I want to check convergence of
$$\sum_{n =1}^\infty\frac{ \cos(iz)^n}{n}$$

My work so far

Let $x = \cos(iz)$. Then we are interested in series $\sum_{n=1}^\infty\frac{x^n}{n}$

Assume that $a_n = \frac 1 n$. We have that reverse of convergence radius equals to:

$$\frac 1 R = \lim_{n \rightarrow \infty} \frac{|a_{n+1}|}{|a_n|} = \lim \frac{n}{n+1} = 1 \Rightarrow R = 1$$

We see then that it will converge for $x \in B(0, 1)$ i.e. $|x| < 1 \Leftrightarrow|\cos(iz)| < 1 \Leftrightarrow |\cos(ix - y)| < 1$

We know that

$$|\cos(x + iy)|^2 = \cos^2x + \sinh^2y$$

So we have that series converges when:

$$\sqrt{\cos^2(-y) + \sinh^2x} < 1 \;\;\;\;\;\;\;\;\;\;\; (1)$$

And diverge when $\sqrt{\cos^2(-y) + \sinh^2x} > 1$. We have to manually check case when radius equals to $1$. In other words $|x| = 1 \Rightarrow x = e^{i\alpha}$

We are interested in sum $$\sum_{n =1}^\infty \frac{e^{ni\alpha}}{n}$$

I wanted to show somehow that this series converge. I was thinking about Dirichlet test - the only thing that is not obvious is boundness of partial sums: $\sum_{n =1}^N e^{ni\alpha}$.

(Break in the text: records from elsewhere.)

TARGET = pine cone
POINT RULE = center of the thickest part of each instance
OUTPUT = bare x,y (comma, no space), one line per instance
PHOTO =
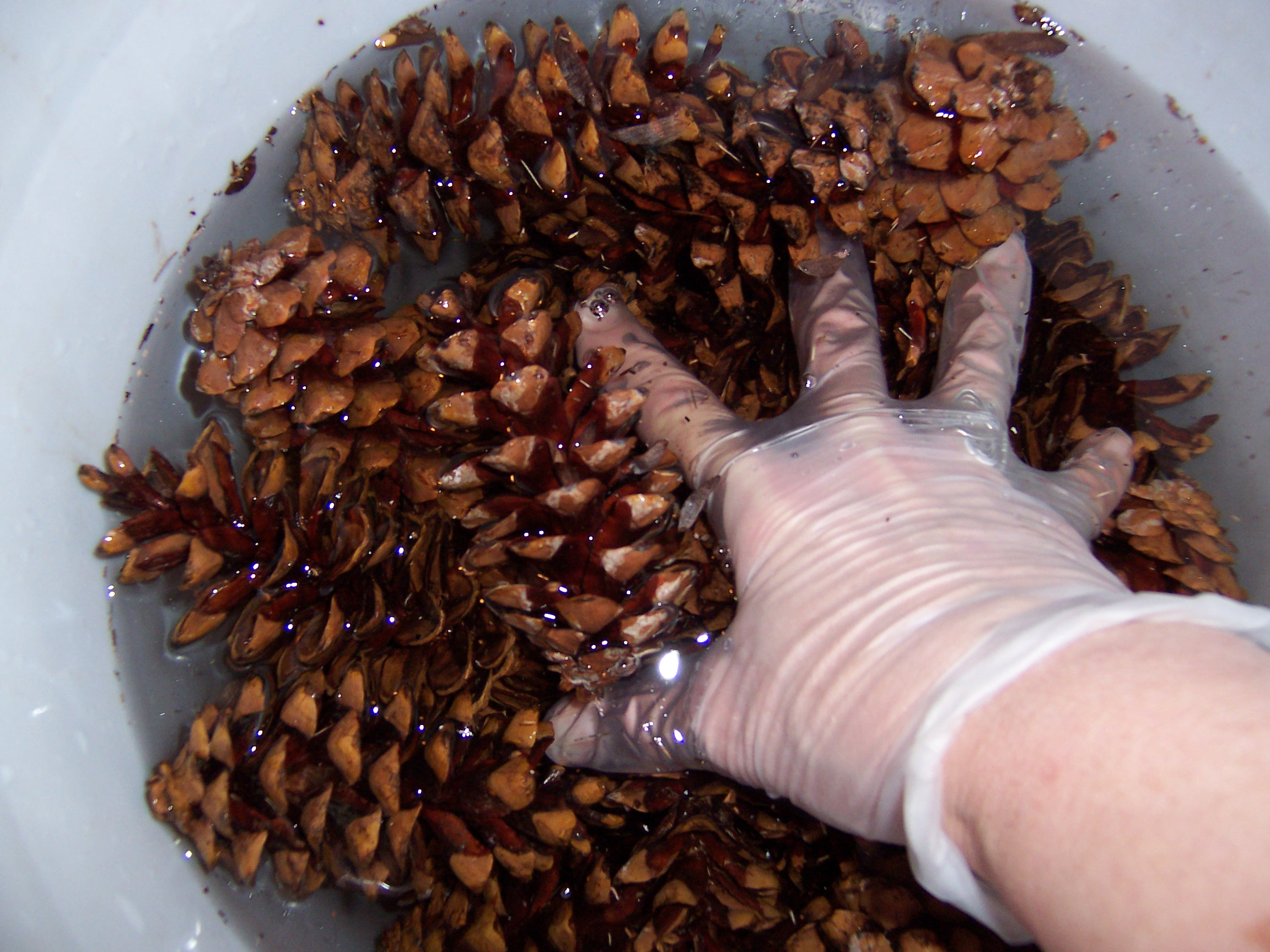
440,512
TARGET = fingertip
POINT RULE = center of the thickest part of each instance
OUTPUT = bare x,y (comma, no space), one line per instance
605,320
575,725
1110,447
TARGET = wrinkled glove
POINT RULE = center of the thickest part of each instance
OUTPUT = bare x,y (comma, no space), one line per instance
886,554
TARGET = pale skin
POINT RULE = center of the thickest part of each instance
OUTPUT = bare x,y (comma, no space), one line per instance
1116,795
1113,796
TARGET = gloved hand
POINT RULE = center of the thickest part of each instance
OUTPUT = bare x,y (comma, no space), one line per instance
876,545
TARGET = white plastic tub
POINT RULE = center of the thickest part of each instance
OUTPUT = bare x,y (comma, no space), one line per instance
119,125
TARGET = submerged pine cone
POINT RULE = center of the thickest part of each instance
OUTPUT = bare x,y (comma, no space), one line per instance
441,512
575,541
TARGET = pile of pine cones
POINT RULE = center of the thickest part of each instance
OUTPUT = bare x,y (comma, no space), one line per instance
444,523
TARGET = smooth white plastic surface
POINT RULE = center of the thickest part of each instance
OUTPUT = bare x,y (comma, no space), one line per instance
120,121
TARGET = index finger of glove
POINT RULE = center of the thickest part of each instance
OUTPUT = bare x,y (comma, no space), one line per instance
984,322
680,408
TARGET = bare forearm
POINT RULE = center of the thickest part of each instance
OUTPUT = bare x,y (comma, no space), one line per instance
1118,795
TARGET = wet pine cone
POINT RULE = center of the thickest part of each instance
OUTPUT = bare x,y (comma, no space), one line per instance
442,524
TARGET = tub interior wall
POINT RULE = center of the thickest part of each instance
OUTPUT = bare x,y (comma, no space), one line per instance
1169,210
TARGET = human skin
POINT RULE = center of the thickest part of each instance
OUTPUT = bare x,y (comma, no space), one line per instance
1116,795
1100,791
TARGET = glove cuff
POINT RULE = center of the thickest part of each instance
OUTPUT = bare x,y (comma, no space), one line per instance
1008,653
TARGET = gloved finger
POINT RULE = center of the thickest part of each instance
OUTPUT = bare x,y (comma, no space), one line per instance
835,324
680,409
639,725
1090,483
984,320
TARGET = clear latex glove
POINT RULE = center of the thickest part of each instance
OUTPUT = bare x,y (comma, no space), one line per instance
875,545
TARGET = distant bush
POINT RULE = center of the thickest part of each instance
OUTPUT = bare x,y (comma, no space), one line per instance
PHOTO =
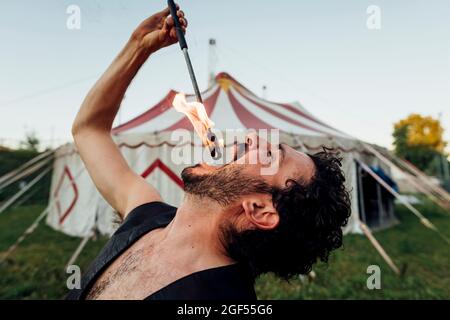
12,159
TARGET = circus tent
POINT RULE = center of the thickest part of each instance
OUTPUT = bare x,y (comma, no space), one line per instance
76,208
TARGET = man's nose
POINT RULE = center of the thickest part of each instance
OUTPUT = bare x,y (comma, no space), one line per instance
254,141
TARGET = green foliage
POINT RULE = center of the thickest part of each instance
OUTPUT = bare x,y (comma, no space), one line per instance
31,142
12,159
423,156
35,269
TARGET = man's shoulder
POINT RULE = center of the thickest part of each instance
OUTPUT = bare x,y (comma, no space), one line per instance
153,214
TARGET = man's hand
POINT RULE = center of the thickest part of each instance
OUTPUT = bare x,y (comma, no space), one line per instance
122,188
158,31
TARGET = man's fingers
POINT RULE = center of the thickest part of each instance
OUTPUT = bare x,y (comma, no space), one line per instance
183,22
169,23
165,12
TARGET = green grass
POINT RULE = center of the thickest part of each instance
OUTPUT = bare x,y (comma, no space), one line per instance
36,269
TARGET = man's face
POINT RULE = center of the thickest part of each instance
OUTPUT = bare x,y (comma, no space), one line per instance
243,175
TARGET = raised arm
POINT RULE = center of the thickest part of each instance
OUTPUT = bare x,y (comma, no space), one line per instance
120,186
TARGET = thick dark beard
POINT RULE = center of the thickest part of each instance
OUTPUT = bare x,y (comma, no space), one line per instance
225,185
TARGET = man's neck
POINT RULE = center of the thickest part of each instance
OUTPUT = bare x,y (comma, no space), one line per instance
195,233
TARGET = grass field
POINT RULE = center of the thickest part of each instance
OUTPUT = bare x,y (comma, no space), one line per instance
36,269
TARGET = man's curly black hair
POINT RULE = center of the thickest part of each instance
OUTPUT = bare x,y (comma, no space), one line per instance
311,219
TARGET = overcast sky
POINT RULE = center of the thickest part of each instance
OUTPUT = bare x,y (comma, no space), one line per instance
320,53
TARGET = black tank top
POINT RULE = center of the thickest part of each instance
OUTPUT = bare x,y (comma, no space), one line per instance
221,283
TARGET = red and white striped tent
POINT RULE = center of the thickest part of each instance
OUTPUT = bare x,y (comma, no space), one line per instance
147,143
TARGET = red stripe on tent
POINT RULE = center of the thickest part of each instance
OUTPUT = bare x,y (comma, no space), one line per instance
159,164
281,116
247,118
164,105
209,103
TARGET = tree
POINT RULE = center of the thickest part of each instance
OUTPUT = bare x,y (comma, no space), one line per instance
419,139
31,142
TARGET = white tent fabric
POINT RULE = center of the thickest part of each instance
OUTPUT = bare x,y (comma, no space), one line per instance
147,143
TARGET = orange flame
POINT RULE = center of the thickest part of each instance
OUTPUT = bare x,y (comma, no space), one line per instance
196,113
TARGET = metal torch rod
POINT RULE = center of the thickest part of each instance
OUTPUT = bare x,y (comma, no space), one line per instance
184,48
192,75
215,150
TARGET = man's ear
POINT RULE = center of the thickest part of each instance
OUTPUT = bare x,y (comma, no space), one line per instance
260,212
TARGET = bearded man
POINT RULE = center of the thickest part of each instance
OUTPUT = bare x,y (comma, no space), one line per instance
233,225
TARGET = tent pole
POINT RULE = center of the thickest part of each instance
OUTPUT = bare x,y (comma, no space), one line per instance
427,223
78,250
410,178
35,224
25,173
379,248
362,206
380,205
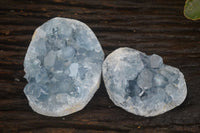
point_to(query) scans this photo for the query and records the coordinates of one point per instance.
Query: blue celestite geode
(142, 84)
(63, 67)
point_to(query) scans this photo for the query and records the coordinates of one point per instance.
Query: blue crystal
(142, 84)
(63, 67)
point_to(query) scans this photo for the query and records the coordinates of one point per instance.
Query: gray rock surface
(63, 67)
(142, 84)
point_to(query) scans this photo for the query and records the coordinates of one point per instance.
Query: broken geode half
(142, 84)
(63, 67)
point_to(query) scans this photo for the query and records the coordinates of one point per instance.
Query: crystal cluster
(142, 84)
(63, 67)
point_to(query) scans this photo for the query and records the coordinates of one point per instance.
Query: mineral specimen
(63, 67)
(142, 84)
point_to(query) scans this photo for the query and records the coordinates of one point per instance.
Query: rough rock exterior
(142, 84)
(63, 67)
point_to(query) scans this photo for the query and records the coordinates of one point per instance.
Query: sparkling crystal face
(142, 84)
(63, 67)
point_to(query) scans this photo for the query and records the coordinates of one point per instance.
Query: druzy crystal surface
(142, 84)
(63, 67)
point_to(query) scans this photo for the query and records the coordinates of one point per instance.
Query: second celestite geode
(142, 84)
(63, 67)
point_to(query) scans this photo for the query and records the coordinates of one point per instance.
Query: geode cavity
(63, 67)
(142, 84)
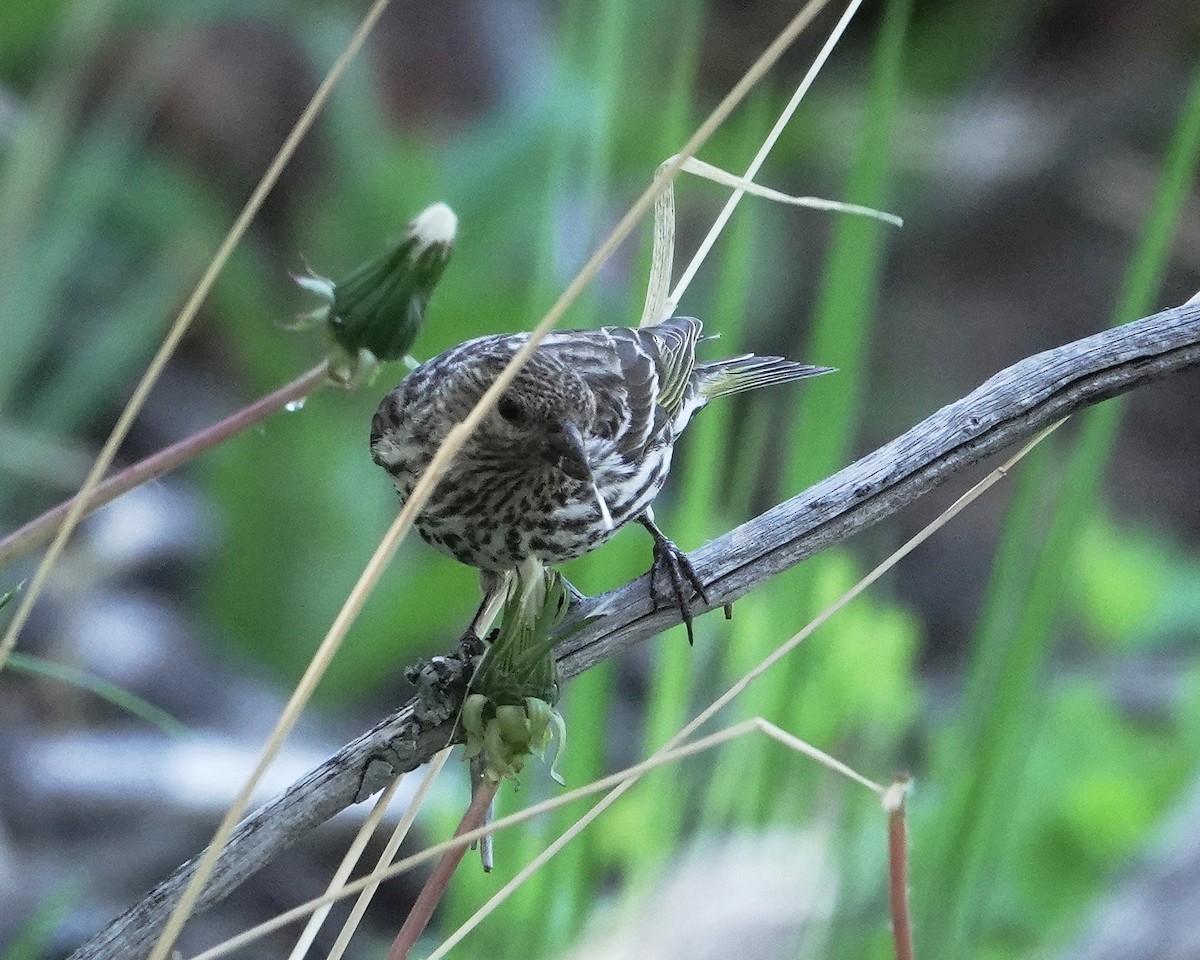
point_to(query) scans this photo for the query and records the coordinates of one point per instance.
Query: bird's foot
(672, 564)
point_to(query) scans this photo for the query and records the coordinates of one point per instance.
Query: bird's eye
(510, 411)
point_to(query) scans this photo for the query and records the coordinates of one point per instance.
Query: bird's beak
(568, 444)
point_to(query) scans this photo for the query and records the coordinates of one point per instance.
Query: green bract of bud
(381, 305)
(376, 312)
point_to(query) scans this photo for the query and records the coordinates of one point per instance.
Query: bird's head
(546, 414)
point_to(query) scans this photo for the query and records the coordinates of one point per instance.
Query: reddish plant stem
(898, 867)
(42, 529)
(439, 880)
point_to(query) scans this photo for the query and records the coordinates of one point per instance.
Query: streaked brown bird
(579, 444)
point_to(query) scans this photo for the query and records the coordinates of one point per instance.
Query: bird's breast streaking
(592, 417)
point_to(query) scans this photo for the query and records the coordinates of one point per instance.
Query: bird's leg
(493, 586)
(672, 561)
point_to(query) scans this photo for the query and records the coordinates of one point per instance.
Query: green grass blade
(107, 691)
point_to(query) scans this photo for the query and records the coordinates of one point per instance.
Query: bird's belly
(493, 521)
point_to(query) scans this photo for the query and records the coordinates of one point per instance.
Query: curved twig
(1008, 408)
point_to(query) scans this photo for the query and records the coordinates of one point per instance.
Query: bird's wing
(672, 346)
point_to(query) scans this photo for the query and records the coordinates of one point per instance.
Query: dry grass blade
(760, 157)
(346, 867)
(180, 327)
(754, 725)
(898, 865)
(389, 852)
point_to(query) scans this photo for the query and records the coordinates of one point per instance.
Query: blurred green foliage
(1031, 790)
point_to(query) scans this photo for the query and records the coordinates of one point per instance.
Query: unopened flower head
(376, 312)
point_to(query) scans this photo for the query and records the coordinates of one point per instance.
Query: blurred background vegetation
(1035, 665)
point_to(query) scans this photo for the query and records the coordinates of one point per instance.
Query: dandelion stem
(41, 529)
(439, 880)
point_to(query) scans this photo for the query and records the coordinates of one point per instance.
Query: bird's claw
(681, 574)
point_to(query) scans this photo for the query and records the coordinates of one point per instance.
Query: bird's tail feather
(720, 378)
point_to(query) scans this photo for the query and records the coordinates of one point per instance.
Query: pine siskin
(577, 445)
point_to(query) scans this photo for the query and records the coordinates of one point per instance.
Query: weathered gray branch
(1011, 407)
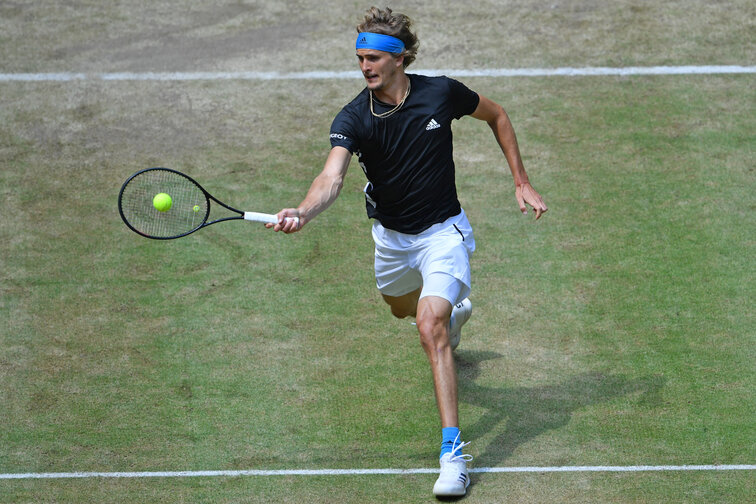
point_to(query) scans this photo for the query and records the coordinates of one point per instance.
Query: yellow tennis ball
(162, 202)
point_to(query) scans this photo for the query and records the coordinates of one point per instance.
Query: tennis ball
(162, 202)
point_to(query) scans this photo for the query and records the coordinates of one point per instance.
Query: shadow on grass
(531, 411)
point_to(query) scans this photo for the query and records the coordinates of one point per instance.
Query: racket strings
(188, 211)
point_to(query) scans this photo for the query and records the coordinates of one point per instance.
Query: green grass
(617, 330)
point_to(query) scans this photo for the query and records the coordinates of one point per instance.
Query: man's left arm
(492, 113)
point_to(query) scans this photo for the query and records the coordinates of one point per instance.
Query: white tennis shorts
(438, 260)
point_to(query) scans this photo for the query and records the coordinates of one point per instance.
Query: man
(399, 127)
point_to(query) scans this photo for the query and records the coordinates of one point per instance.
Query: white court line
(361, 472)
(273, 76)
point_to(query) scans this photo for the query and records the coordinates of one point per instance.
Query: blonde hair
(397, 25)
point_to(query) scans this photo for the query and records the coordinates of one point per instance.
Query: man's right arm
(323, 192)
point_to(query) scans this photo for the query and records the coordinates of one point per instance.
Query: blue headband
(379, 42)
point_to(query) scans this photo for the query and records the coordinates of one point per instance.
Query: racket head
(189, 210)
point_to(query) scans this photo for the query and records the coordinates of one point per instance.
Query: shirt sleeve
(465, 100)
(344, 132)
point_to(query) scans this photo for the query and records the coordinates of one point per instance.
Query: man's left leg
(433, 315)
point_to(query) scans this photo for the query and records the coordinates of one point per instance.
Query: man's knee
(403, 306)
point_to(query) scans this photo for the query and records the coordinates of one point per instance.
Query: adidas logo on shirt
(432, 125)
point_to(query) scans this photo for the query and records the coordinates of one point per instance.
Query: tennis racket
(163, 204)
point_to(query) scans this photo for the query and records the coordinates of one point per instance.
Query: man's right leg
(403, 306)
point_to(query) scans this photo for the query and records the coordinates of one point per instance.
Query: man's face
(379, 68)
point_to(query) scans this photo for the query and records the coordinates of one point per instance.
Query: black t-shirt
(407, 156)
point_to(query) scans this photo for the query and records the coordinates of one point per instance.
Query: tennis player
(399, 127)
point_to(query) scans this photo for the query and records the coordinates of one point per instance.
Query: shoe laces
(454, 458)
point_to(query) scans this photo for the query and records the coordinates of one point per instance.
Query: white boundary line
(273, 76)
(360, 472)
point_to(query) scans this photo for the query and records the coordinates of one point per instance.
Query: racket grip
(267, 218)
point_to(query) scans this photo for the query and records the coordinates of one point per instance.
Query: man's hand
(526, 194)
(289, 221)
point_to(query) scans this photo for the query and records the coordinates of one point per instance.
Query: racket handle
(268, 218)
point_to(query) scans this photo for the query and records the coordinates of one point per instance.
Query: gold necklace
(386, 114)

In other words I want to show that:

$$\exists_{M \in R}: \sum_{n = 1}^N e^{n i \alpha} \le M \Leftrightarrow e^{i \alpha} \cdot \frac{1 - e^{N i \alpha}}{1 - e^{i \alpha}} \le M \;\;\;\;\;\;\;\; (2)$$

But I'm not sure how can I prove it.

Questions

$(1)$ I have question about my condition of convergence i.e. $\sqrt{\cos^2(-y) + \sinh^2x} < 1$. Can I simplify it somehow?

$(2)$ Is this sequence bounded? If yes, could you please help me proving so?

Solution 1:

If $e^{i\alpha}=1$ then $ \sum\limits_{k=1}^{n} \frac { e^{ik\alpha}} n=\sum\limits_{k=1}^{n} \frac 1 n$ which is unbounded. Also, $ \sum\limits_{k=1}^{\infty} \frac { e^{ik\alpha}} n$ diverges . If $e^{i\alpha}\neq 1$ then $|e^{i \alpha} \frac {1-e^{iN\alpha}} {1-e^{i\alpha} }| \leq \frac {1+1} {|1-e^{i\alpha}}|$.

For (1) I don't think you can simplify it further.